In fact, as O’Reilly surely knew, the subjects of television news reports do not usually see the piece in advance and, as Huddy sought to convey on my behalf (albeit unsuccessfully), I hadn’t, either.

I quickly discovered which friends and family members were fans of The O’Reilly Factor.

As soon as the show ended, my phone rang. It was a long-time friend. His first words: “Alan, you pinhead!”

Then my mother called. Her brother, my Uncle Melvin, had called her to ask if I was in trouble. “Bill O’Reilly is mad at Alan,” he told her.

I thought I might also hear from Huddy. Instead, two days later, I got a call from  Michael Getler, the ombudsman (public editor) for PBS.

He asked if I had seen the NewsHour segment before it aired.

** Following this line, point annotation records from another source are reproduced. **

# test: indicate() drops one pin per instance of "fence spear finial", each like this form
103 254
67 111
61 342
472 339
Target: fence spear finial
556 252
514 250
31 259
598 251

When I said I hadn’t, he told me that he was writing a piece criticizing the program for its handling of O’Reilly’s photo and that the NewsHour was going to apologize to O’Reilly.

In the item that Getler posted that afternoon, he quoted Anne Bell, a NewsHour spokeswoman, saying that the segment about NLP included “several examples of a wide range of news outlets,” including Fox News, MSNBC and the BBC. “At no point,” Bell told Getler, “does the NewsHour pass judgment on the quality of any outlet shown.”

But, Getler wrote, “unless you were a cryptographer with laser vision, the only recognizable image was that of O’Reilly.”

“Miller, who had nothing to do with the editing or what was chosen to illustrate it, and Brown are both excellent and highly respected journalists,” Getler added. “But the picture of O’Reilly used by segment producers distracted from the otherwise excellent content.”

Ultimately, Getler wrote, he was told since O’Reilly was “the only visibly recognizable newsperson in the sequence,’’ the NewsHour apologized for the “unintended implication” that O’Reilly engages in “spin.”

Imagine.

This saga offers two compelling news literacy lessons. The first: Journalists must always be mindful and fair with even something as seemingly minor as a two-second visual. The second: PBS’s appointment of an ombudsman with the independence to criticize its programming (and prompt an apology) affirms its accountability to its editorial standards and practices.

On his Dec. 19 show, O’Reilly gleefully announced that PBS had apologized to him. “We accept PBS’s apology,” he said.

I am still waiting for mine from him.